Nous pouvions nous parler des heures, même si, après plusieurs mois à
nous raconter notre quotidien, nous
avions toujours de l'appréhension, de la timidité l'un pour l'autre.
Je
crois que nous avions tout simplement peur tout autant l'un que l'autre
d'être déçus. Que nos rêves se brisent en mille morceaux.
Nous
recherchions la perfection, quête illusoire évidemment. Nous
étions obsédés par l'idée de nous en rapprocher le plus possible.
Le car étant la solution la plus abordable, je n'avais pas d'autre
choix que d'arriver le vendredi matin.
La fête avait lieu le samedi
soir.
J'avais prévu de loger dans une auberge de jeunesse avec des
amis.
Mais elle insista tellement pour m'héberger, prétexta que
j'économiserais de l'argent,
qu'elle pourrait me loger sur un canapé du salon, que sa colocataire
n'y voyait pas d'inconvénient non plus...
J'ai fini par accepter. Après tout, l'entraide entre étudiants, ca me
paraissait normal...
Je suis dans la gare du nord de Bruxelles. Mes yeux scrutent nerveusement chaque jeune fille aux cheveux chatains foncés, mais je ne sais pas où elle est.
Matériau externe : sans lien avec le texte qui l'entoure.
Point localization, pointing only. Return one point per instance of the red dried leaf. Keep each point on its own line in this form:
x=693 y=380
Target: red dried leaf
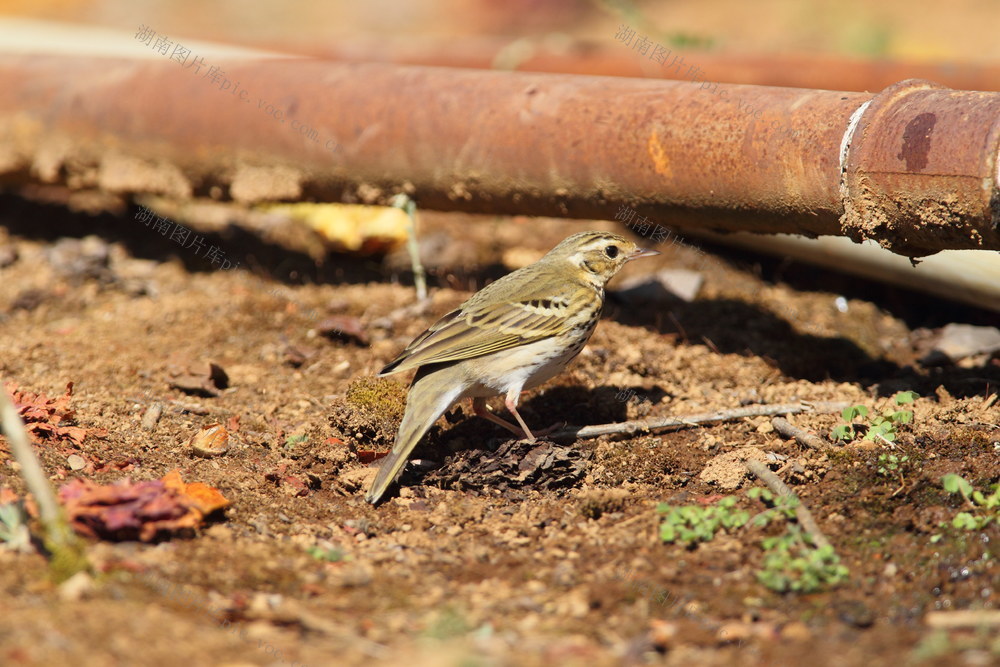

Je sors mon portable :
"Où es-tu ? Viens me rejoindre je suis devant le panneau des heures de départ..."
"Non viens toi, je suis devant l'entrée..."
A ce petit jeu, elle était aussi maligne que moi.
En effet, ne
jamais aller à la rencontre de l'autre permet de rester bien caché.
De
l'observer de loin.
Vous avez dit voyeuse ? :)
Ne la trouvant toujours pas je dus la rappeler.
Elle se leva et me fit de grands signes.
Alors le virtuel se confondit avec le réel.
Alors mes yeux croisèrent les siens pour la première fois...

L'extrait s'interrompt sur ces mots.